The streets selected for the Healthy Streets pilot were chosen because they have relatively low traffic volumes, are near other streets that drivers can use to avoid long detours, are long enough to provide a good route for riding and walking, lack sidewalks or connect to parks and commercial centers that provide essential services.

Information about the pilot was shared with residents who live on and near the closed streets prior to the launch. The project follows a trend in other cities nationwide to provide space for residents to get out, safely exercise and get where they need to go during the pandemic.

The Healthy Streets will remain closed to non-local vehicle traffic pending further guidance on social distancing from the Governor’s Office and public health officials, or as directed by the city. 

    Tips for Healthy Streets users

    Healthy Streets are for people living nearby who are walking, biking and rolling. They will remain open to local vehicle traffic only, including residents and their visitors, emergency response vehicles, garbage and recycling pickups and delivery vehicles. People driving should use extra caution.  

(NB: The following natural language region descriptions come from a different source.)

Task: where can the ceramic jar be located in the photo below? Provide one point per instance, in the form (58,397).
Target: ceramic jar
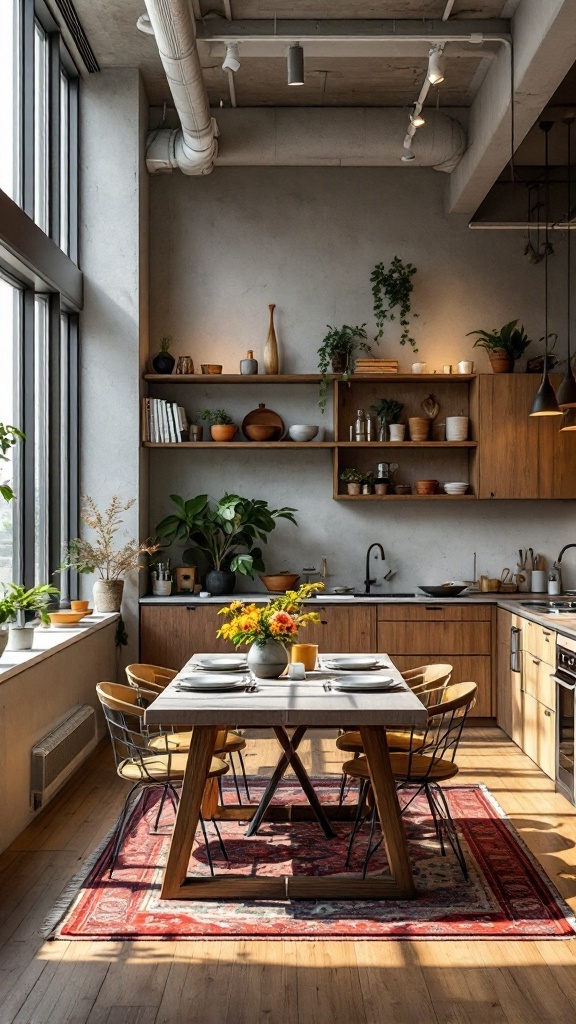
(268,660)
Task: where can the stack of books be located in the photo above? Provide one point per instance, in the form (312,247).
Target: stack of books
(376,367)
(163,422)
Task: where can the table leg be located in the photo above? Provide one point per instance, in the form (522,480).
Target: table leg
(199,758)
(376,750)
(272,786)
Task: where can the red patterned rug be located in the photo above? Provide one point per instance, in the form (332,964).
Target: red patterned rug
(507,894)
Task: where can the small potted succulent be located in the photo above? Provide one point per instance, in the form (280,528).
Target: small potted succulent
(504,346)
(353,479)
(164,361)
(222,427)
(13,606)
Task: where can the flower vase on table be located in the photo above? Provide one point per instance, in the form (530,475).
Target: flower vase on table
(270,629)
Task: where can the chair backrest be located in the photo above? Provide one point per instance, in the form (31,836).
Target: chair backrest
(153,676)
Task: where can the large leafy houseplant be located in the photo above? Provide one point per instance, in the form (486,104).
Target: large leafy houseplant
(336,351)
(225,537)
(392,290)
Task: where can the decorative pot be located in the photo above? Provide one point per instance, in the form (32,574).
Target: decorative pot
(21,638)
(268,660)
(219,582)
(272,363)
(501,361)
(222,431)
(163,363)
(108,595)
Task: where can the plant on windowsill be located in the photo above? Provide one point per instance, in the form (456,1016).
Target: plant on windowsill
(15,602)
(336,352)
(222,427)
(392,289)
(101,555)
(504,346)
(222,538)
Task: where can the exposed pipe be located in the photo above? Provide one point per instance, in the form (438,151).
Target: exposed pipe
(193,147)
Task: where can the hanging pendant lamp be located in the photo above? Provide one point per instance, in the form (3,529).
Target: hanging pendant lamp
(567,390)
(544,402)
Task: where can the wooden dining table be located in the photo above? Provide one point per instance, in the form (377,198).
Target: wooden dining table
(288,705)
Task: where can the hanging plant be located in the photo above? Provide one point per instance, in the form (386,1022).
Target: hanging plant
(392,290)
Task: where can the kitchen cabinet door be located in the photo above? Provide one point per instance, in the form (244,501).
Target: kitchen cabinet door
(345,629)
(476,670)
(170,634)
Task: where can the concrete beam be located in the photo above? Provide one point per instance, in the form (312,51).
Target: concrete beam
(544,49)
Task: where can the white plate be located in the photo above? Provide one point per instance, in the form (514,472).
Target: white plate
(359,681)
(224,664)
(357,663)
(212,682)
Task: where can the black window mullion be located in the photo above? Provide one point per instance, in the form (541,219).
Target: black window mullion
(54,135)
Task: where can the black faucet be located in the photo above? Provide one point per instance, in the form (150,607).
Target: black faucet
(368,582)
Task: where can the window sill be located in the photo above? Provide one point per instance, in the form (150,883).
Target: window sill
(48,641)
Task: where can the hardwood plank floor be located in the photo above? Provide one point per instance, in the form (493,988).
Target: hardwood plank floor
(282,982)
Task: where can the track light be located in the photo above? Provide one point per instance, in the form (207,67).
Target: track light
(295,65)
(436,64)
(232,59)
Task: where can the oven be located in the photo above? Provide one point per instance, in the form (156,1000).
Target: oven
(566,714)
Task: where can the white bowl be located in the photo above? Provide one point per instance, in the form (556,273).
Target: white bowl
(302,431)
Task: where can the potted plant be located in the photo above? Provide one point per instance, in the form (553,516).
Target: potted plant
(223,538)
(392,289)
(164,361)
(103,555)
(336,351)
(270,629)
(222,427)
(388,411)
(353,479)
(504,346)
(13,605)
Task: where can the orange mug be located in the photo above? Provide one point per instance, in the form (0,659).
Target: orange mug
(306,653)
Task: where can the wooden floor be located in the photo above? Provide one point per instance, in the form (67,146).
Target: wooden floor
(284,982)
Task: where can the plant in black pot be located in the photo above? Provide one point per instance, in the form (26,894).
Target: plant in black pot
(222,538)
(164,361)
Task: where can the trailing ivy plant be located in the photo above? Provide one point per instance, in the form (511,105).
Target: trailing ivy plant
(392,290)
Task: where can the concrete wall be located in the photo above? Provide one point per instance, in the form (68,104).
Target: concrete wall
(224,246)
(33,702)
(114,325)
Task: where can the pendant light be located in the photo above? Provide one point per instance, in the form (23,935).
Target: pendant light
(544,402)
(567,389)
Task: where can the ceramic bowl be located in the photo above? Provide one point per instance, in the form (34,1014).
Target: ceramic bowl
(302,431)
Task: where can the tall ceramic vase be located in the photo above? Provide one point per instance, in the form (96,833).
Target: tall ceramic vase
(272,365)
(268,660)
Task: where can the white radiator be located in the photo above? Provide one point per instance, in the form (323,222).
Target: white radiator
(56,756)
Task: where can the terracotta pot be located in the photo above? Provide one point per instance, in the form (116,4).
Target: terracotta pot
(501,361)
(222,431)
(108,595)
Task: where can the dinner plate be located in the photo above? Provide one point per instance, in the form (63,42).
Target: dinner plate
(360,681)
(225,663)
(356,663)
(201,682)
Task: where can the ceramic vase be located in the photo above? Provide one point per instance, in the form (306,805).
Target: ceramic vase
(268,660)
(271,348)
(108,595)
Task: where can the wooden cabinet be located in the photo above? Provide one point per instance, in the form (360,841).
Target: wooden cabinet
(461,635)
(345,629)
(518,456)
(170,634)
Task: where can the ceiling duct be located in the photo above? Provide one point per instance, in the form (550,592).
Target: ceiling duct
(192,147)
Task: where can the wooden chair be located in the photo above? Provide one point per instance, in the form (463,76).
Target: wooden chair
(428,761)
(148,767)
(156,678)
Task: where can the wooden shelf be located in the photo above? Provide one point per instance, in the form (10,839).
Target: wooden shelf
(240,444)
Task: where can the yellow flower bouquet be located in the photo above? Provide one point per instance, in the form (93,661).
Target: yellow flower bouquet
(279,620)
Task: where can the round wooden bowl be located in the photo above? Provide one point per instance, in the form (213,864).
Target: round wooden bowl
(425,486)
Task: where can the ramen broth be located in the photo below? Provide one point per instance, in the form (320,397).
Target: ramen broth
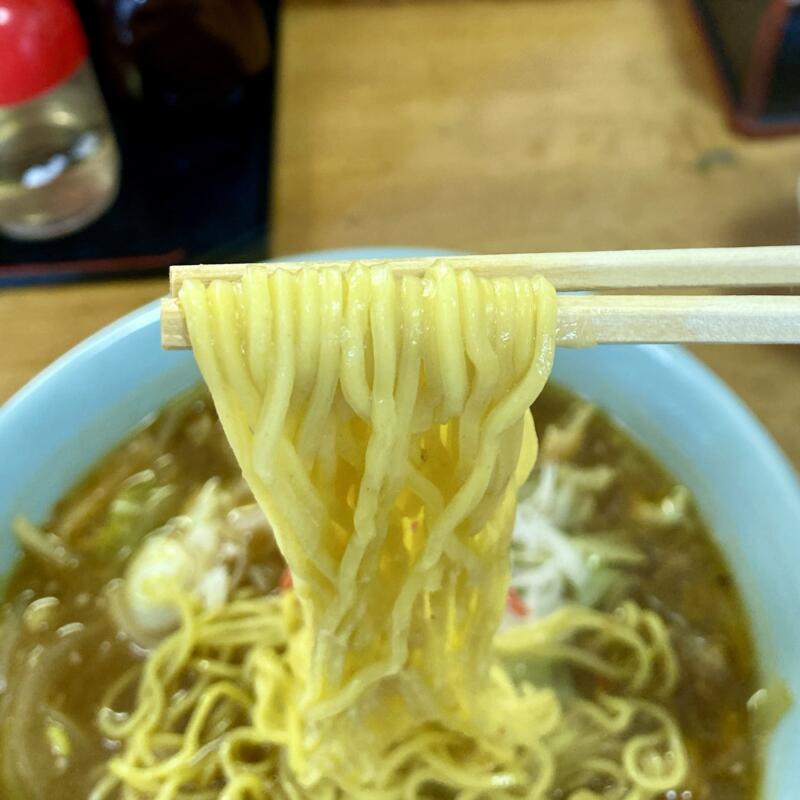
(62,652)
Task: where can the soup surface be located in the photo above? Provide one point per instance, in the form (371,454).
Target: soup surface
(621,530)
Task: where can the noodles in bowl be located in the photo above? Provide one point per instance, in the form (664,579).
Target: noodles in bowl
(382,425)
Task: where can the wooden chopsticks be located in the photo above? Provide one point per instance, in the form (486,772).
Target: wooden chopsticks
(618,318)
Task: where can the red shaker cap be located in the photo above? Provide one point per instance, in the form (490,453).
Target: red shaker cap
(41,44)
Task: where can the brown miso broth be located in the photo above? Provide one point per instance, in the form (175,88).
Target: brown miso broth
(63,653)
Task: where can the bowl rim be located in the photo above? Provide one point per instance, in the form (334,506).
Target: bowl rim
(671,357)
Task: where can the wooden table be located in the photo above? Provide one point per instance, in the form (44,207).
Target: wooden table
(495,125)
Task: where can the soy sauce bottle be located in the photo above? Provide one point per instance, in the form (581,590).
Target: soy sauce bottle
(190,85)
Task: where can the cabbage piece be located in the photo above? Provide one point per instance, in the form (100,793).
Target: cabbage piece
(141,506)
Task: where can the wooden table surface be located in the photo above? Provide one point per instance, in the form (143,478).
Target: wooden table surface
(494,126)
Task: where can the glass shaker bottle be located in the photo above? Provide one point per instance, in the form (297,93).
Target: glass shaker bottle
(59,164)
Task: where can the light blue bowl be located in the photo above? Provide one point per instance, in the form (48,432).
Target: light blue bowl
(64,420)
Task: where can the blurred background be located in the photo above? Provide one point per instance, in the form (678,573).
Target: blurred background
(225,130)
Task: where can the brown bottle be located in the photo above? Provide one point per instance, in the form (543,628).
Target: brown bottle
(185,54)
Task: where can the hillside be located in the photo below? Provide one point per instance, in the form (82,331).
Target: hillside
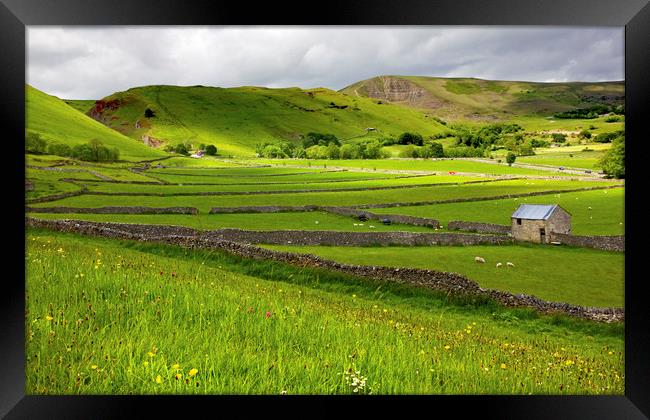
(58,122)
(236,119)
(477,99)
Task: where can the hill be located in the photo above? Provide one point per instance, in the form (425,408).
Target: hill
(477,99)
(236,119)
(58,122)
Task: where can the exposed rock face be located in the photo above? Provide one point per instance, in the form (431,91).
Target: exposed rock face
(395,89)
(98,111)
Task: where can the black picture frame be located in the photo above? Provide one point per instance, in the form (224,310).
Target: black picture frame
(15,15)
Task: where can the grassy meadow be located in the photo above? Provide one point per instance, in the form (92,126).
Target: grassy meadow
(109,317)
(126,317)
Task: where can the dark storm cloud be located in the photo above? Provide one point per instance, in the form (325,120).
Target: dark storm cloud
(92,62)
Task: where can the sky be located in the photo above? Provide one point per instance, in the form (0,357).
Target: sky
(94,62)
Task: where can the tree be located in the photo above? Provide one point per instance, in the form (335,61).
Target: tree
(59,149)
(273,151)
(349,151)
(585,134)
(182,149)
(613,162)
(34,143)
(558,137)
(333,151)
(436,150)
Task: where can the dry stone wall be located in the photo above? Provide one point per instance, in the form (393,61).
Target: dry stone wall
(607,243)
(114,210)
(442,281)
(479,227)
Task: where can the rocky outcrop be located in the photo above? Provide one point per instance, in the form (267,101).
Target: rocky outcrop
(396,89)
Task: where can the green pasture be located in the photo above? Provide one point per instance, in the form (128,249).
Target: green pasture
(606,216)
(341,198)
(437,165)
(117,317)
(252,186)
(579,276)
(307,221)
(57,122)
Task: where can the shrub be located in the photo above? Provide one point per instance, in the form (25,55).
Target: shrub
(313,139)
(34,143)
(59,149)
(210,149)
(558,137)
(95,151)
(410,138)
(350,151)
(182,149)
(584,134)
(333,151)
(273,151)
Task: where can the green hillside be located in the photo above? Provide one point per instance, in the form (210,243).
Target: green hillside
(470,98)
(235,119)
(58,122)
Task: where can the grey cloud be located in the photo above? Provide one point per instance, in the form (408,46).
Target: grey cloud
(92,62)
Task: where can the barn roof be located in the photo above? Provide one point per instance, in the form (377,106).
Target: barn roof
(534,211)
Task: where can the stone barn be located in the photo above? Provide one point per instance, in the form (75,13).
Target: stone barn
(535,222)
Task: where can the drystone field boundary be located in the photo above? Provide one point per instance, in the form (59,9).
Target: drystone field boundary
(436,280)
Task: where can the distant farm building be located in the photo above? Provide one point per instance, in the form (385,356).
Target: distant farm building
(534,222)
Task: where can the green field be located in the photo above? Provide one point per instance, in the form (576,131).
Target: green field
(606,216)
(593,278)
(343,198)
(307,221)
(57,122)
(422,165)
(109,317)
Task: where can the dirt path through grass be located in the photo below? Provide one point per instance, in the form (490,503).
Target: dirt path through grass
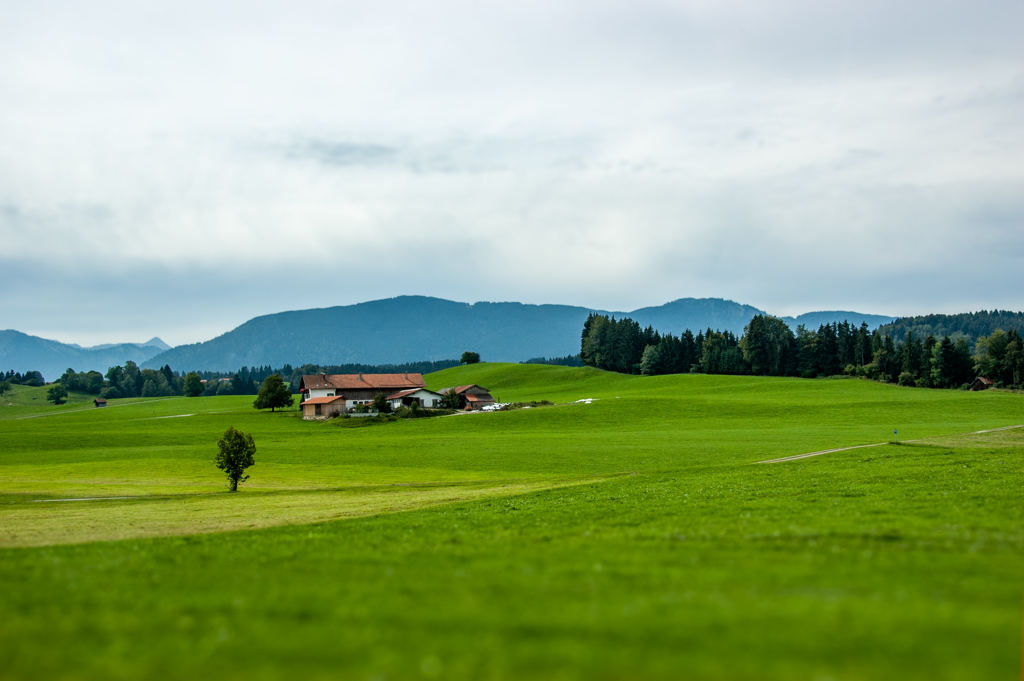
(860,447)
(27,522)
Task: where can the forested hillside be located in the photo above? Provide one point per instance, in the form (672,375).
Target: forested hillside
(970,325)
(769,347)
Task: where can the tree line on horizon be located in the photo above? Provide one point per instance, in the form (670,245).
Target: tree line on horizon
(769,347)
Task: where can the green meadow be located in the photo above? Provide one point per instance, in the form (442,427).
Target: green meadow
(635,537)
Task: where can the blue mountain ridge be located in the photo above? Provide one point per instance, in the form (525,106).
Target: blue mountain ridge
(419,328)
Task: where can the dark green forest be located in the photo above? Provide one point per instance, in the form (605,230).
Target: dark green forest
(769,347)
(970,325)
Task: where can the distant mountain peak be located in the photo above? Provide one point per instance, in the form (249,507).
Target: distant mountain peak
(156,342)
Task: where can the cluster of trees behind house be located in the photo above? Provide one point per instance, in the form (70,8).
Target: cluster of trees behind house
(769,347)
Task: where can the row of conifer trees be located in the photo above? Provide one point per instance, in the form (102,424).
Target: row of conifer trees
(769,347)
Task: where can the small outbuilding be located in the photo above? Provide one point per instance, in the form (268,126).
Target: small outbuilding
(981,383)
(323,408)
(472,397)
(421,396)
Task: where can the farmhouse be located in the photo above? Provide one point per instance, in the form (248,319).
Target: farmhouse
(421,396)
(322,408)
(356,389)
(981,383)
(472,396)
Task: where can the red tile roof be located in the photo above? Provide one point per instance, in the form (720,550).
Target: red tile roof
(323,400)
(363,381)
(463,388)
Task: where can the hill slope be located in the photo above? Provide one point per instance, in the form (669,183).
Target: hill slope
(971,325)
(417,328)
(23,352)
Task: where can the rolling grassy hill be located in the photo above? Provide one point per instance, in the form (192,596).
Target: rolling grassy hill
(632,537)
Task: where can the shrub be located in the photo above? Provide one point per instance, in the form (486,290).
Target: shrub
(57,394)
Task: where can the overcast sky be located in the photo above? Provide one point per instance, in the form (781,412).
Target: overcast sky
(177,168)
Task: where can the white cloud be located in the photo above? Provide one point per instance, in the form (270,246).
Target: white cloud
(613,155)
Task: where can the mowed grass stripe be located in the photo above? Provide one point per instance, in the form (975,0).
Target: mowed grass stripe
(27,523)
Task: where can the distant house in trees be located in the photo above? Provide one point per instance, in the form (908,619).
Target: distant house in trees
(323,408)
(981,383)
(355,389)
(472,396)
(421,396)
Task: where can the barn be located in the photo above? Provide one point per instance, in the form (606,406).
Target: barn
(356,388)
(421,396)
(323,408)
(472,397)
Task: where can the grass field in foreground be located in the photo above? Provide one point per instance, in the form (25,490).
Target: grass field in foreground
(886,562)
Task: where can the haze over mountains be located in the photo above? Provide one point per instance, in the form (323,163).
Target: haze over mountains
(23,352)
(390,331)
(416,328)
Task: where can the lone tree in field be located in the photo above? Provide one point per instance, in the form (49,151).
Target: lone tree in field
(452,399)
(381,403)
(237,450)
(194,385)
(57,394)
(273,393)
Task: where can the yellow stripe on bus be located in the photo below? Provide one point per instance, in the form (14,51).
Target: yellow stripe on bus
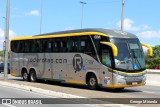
(130,72)
(59,35)
(121,86)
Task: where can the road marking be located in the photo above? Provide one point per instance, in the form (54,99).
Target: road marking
(28,91)
(149,92)
(9,105)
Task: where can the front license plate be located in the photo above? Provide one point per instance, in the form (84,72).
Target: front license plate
(134,83)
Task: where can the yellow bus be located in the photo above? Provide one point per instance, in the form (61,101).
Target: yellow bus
(94,57)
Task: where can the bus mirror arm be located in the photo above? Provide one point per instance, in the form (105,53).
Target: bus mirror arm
(149,47)
(113,46)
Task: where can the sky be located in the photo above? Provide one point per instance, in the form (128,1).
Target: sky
(141,17)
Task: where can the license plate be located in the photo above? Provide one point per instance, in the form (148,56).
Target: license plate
(134,83)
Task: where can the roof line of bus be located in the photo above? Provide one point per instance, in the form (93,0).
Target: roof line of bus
(63,34)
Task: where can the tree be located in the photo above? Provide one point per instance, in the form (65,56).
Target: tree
(154,61)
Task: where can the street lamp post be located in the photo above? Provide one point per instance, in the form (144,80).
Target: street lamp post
(122,16)
(83,3)
(41,17)
(6,40)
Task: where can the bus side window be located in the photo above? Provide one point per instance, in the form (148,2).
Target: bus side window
(63,46)
(70,45)
(27,46)
(14,46)
(20,47)
(55,49)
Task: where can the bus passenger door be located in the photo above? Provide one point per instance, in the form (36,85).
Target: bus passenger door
(107,59)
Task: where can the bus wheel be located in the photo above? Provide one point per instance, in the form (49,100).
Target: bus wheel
(32,76)
(92,82)
(119,89)
(25,75)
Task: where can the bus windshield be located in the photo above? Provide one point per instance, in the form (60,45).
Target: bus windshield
(130,55)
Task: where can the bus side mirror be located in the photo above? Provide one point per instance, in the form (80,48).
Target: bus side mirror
(113,46)
(149,48)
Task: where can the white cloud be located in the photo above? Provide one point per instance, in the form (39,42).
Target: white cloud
(11,35)
(129,25)
(33,13)
(149,34)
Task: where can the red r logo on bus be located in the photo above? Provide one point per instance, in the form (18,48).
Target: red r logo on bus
(77,62)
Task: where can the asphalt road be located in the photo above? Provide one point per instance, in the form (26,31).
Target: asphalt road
(14,94)
(150,90)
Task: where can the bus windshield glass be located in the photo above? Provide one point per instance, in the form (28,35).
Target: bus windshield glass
(130,55)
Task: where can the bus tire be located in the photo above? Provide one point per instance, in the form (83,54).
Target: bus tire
(92,82)
(119,89)
(25,75)
(32,76)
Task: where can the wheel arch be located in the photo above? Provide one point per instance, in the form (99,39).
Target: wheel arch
(92,73)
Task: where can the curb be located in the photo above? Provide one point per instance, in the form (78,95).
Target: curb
(59,94)
(153,71)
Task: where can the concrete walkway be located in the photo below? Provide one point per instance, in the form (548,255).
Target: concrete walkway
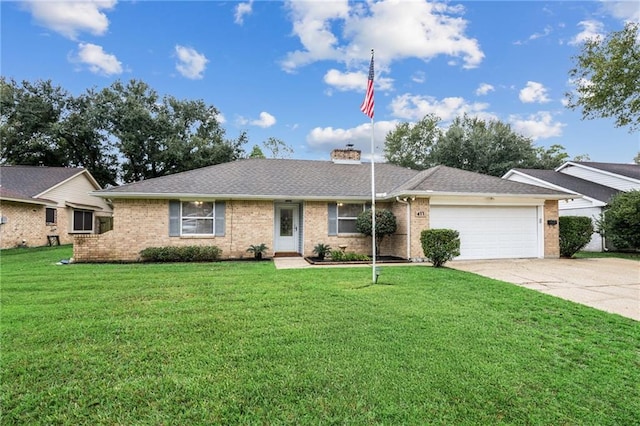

    Closures are marked with signs, and there will be enough space for local traffic to drive around the signs. City staff will monitor the streets to ensure the signage remains in place.

    Pedestrians, bicyclists 

    • Keep moving
    • Maintain proper social distancing -- at least six feet between yourself and others -- to help reduce the spread of the virus
    • Use a light at night. For bikes, a white light in front and red reflector or light in back

    People who must drive on the closed streets

    • Drive slowly and make eye contact with people biking, walking and rolling
    • Scan the road ahead carefully; watch and yield to people of all ages who are walking, biking and rolling
    • Communicate with others by making eye contact and signaling turns and lane changes

    Funding

    The temporary street closures were implemented with minimal up-front costs for materials. Staff time will be required to place the closure signs, monitor them and remove the signs once the pilot has ended. As part of the pilot, staff will track costs. 

    More COVID-19 Resources

    The Transportation Department is committed to providing residents and businesses the resources they need to stay healthy during the pandemic. In addition to Bellevue Healthy Streets, the Transportation Department rolled out Curbside Food Pickup Zones to support restaurants serving take-out customers.